Central airway collapse greater than 50% of luminal area during exhalation (expiratory central airway collapse [ECAC]) is associated with cigarette smoking and chronic obstructive pulmonary disease (COPD). However, its prevalence and clinical significance are unknown.

Objective

To determine whether ECAC is associated with respiratory morbidity in smokers independent of underlying lung disease.
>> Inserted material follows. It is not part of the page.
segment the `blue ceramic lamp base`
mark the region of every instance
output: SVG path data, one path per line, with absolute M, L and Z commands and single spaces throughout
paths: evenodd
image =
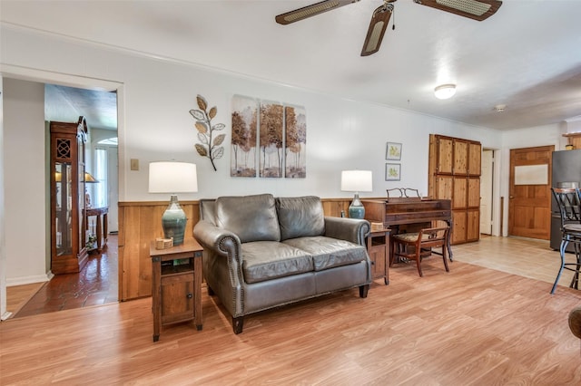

Design, Setting, and Participants

Analysis of paired inspiratory-expiratory computed tomography images from a large multicenter study (COPDGene) of current and former smokers from 21 clinical centers across the United States. Participants were enrolled from January 2008 to June 2011 and followed up longitudinally until October 2014. Images were initially screened using a quantitative method to detect at least a 30% reduction in minor axis tracheal diameter from inspiration to end-expiration. From this sample of screen-positive scans, cross-sectional area of the trachea was measured manually at 3 predetermined levels (aortic arch, carina, and bronchus intermedius) to confirm ECAC (>50% reduction in cross-sectional area).

Exposures

Expiratory central airway collapse.

Main Outcomes and Measures

The primary outcome was baseline respiratory quality of life (St George’s Respiratory Questionnaire [SGRQ] scale 0 to 100; 100 represents worst health status; minimum clinically important difference [MCID], 4 units). Secondary outcomes were baseline measures of dyspnea (modified Medical Research Council [mMRC] scale 0 to 4; 4 represents worse dyspnea; MCID, 0.7 units), baseline 6-minute walk distance (MCID, 30 m), and exacerbation frequency (events per 100 person-years) on longitudinal follow-up.

Results

The study included 8820 participants with and without COPD (mean age, 59.7 [SD, 6.9] years; 4667 [56.7%] men; 4559 [51.7%] active smokers). The prevalence of ECAC was 5% (443 cases). Patients with ECAC compared with those without ECAC had worse SGRQ scores (30.9 vs 26.5 units; P < .001; absolute difference, 4.4 [95% CI, 2.2-6.6]) and mMRC scale scores (median, 2 [interquartile range [IQR], 0-3]) vs 1 [IQR, 0-3]; P < .001]), but no significant difference in 6-minute walk distance (399 vs 417 m; absolute difference, 18 m [95% CI, 6-30]; P = .30), after adjustment for age, sex, race, body mass index, forced expiratory volume in the first second, pack-years of smoking, and emphysema. On follow-up (median, 4.3 [IQR, 3.2-4.9] years), participants with ECAC had increased frequency of total exacerbations (58 vs 35 events per 100 person-years; incidence rate ratio [IRR], 1.49 [95% CI, 1.29-1.72]; P < .001) and severe exacerbations requiring hospitalization (17 vs 10 events per 100 person-years; IRR, 1.83 [95% CI, 1.51-2.21]; P < .001).

Conclusions and Relevance

In a cross-sectional analysis of current and former smokers, the presence of ECAC was associated with worse respiratory quality of life. Further studies are needed to assess long-term associations with clinical outcomes.